6. Catastrophe is always just around the corner.

“Abandon all hope ye who enter here” — or, at least, the hope of a linear, understandable system which you can be confident will avoid catastrophe if only enough best practices are applied.

7.  Post-accident attribution to a ‘root cause’ is fundamentally wrong.

8.  Hindsight biases post-accident assessments of human performance

We want to believe that — and it is so much easier for us if — failure corresponds to a “broken part” somewhere in our system and we can be “done” once we fix it. But that’s flat out not the case. There is no root cause.  Similarly, since failures involve humans — either their action or inaction — it would be easy for us if “human error” was a cause, to be dealt with, perhaps, by mandating further training or imposing punishment.  But it is, instead, a symptom of deeper problems in our complex socio-technical systems.

Sidney Dekker has written great books on these topics if you are interested in learning more.

10. All practitioner actions are gambles.

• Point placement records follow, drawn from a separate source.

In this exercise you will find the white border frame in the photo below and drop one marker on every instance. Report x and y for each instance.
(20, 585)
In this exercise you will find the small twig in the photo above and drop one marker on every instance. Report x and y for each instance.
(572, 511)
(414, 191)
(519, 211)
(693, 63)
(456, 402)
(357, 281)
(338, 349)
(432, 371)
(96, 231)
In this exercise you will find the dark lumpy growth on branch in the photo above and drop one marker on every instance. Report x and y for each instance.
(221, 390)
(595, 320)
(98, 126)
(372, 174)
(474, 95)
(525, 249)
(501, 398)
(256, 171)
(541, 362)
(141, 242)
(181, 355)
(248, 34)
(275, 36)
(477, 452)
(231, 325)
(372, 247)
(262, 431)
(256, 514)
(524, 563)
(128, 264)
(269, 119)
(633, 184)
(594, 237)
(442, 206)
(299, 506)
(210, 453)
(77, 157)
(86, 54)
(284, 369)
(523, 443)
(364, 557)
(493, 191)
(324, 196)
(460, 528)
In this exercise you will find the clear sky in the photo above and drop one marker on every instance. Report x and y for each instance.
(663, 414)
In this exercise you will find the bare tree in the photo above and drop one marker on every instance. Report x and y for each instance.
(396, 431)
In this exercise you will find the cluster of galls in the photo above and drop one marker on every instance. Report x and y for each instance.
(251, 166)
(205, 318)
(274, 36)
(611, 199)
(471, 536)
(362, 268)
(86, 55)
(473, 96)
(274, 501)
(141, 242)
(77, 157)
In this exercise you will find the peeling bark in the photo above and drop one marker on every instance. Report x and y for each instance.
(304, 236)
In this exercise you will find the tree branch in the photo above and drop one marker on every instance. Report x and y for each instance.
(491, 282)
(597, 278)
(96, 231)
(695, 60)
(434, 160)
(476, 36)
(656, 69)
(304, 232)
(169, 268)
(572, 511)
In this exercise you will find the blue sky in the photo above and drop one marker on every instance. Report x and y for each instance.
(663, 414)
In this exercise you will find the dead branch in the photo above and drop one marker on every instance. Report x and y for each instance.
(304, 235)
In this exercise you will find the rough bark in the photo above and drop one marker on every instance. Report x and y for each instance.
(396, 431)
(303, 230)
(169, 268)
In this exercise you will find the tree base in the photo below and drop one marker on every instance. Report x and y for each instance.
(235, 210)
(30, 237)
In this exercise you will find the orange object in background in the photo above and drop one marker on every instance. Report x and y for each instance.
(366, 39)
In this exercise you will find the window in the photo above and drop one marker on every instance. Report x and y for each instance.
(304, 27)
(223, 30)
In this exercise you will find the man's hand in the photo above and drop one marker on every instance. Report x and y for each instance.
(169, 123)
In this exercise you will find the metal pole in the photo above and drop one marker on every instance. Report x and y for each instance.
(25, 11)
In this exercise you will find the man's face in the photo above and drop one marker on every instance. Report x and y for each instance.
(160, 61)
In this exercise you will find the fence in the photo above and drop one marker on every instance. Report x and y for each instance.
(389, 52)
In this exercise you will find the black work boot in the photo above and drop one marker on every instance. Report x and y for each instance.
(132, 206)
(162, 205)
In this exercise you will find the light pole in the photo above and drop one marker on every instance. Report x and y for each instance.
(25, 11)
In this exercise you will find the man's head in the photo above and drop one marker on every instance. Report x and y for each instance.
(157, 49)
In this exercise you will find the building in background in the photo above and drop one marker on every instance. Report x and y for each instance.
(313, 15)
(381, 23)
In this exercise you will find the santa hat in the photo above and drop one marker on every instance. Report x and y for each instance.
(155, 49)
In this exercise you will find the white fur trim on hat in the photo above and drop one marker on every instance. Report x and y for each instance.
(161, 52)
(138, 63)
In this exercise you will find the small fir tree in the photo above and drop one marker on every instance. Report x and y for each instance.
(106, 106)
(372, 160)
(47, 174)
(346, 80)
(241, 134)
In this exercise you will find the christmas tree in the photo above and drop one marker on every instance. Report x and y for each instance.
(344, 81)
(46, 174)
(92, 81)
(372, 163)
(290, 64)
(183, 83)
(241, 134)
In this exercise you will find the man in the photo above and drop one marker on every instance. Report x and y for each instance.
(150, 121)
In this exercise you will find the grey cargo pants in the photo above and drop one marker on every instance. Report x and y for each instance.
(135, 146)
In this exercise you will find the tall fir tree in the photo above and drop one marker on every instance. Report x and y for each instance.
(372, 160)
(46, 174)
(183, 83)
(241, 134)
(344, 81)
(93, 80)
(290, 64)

11. Actions at the sharp end resolve all ambiguity

I wrote recently about the difference between work as imagined and work as done.  We see here that work as done is the ground truth and is made up of operators making a sequence of choices, each of which they perceive — given their knowledge and constraints at the time — to be the best option available. In other words, a sequence of gambles!

16. Safety is a characteristic of systems and not of their components.

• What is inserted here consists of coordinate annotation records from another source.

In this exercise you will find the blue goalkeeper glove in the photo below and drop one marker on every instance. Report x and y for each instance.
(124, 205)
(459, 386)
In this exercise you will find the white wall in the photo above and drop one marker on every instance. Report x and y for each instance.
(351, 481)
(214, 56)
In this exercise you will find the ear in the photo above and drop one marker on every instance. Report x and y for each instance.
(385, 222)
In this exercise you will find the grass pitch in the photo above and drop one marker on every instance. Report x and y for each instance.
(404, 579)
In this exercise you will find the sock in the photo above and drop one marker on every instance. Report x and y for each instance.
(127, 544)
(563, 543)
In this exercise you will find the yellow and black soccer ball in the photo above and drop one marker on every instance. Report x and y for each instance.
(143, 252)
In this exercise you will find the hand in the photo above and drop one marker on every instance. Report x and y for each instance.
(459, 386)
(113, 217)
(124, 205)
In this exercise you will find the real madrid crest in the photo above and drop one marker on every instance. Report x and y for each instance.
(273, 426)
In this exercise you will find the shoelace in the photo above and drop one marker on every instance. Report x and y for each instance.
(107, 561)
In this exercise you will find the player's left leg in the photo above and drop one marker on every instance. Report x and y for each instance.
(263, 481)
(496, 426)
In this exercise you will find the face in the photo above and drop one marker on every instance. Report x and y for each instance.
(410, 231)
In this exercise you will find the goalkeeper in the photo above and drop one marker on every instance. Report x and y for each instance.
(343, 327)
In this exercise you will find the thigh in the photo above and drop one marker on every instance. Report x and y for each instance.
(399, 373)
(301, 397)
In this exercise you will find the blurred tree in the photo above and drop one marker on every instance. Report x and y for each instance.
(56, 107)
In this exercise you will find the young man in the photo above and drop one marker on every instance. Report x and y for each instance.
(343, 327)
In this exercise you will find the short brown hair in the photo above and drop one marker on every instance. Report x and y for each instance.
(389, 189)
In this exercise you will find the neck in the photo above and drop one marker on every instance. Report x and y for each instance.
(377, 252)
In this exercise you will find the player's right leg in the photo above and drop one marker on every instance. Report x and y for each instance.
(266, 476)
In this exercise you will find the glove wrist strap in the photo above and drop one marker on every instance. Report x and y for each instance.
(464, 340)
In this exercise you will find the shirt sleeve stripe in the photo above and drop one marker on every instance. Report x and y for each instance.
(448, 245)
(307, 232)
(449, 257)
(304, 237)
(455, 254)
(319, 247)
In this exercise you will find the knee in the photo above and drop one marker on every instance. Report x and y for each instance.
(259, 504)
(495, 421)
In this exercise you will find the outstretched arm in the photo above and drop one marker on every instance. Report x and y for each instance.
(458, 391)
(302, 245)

Every component may be working correctly and the system can still be broken :-(. Or, as someone who had not yet read this paper might wonder,

Lorin is blogging

In the last week, Lorin Hochstein has posted five new posts on his blog.  What makes this particularly exciting is that, as far as I know, Lorin is one of the few full-time resilience practitioners working in software. He is a member of Netflix’s Cloud Operations and Reliability Engineering (CORE)  team. Surprisingly, not much has been written about CORE. Perhaps the most insightful text is their Senior Resilience Engineering Advocate job post:

The goal of the education and outreach function of the SRE team is to improve reliability and resilience of Netflix services by focusing on the people within the company, since it’s the normal, everyday work of Netflix employees that creates our availability. To cultivate operational excellence, we reveal risks, identify opportunities, and facilitate the transfer of skills and expertise of our staff by sharing experiences.

Following an operational surprise, we seek to understand what the world looked like from the perspective of the people involved. We facilitate interviews, analyze joint activity, and produce artifacts like written narrative documents. Relationship building is a huge part of this role. Someone advocating for resilience engineering within Netflix will help stakeholders realize when this type of work is most effective.


We Think About

Netflix as a socio-technical system is formed from the interaction of people and software. This system has many components and is constantly undergoing change. Unforseen interactions are common and operational surprises arise from perfect storms of events.

Surprises over incidents and recovery more than prevention.We encourage highlighting good catches, the things that help make us better, and the capacity we develop to successfully minimize the consequences of encountering inevitable failure. A holistic view of our work involves paying attention to how we are confronted with surprises every day and the actions we take to cope with them.

This is not the sort of language you typically see in the job description for an SRE! Lorin’s colleague Ryan Kitchens also gave a talk at SRECon19 that touches on CORE’s approach.

Back to those blog posts

Many of the topics Lorin has written on in this flurry of posts have been covered before by folks like Allspaw, Cook, Dekker, or Woods. Lorin’s writing is a great counterpoint to these voices and I think well suited for those new to resilience. He writes plainly and smoothly, and with the perspective of someone who has been in the trenches doing the work for some time.

Lorin’s recent blogposts cover:

I look forward to more blogs from Lorin, even if he ends up slowing down a bit. Lorin is also not the only resilience practitioner blogging nor do they all work at Netflix. I hope to highlight others’ great work in future blog posts.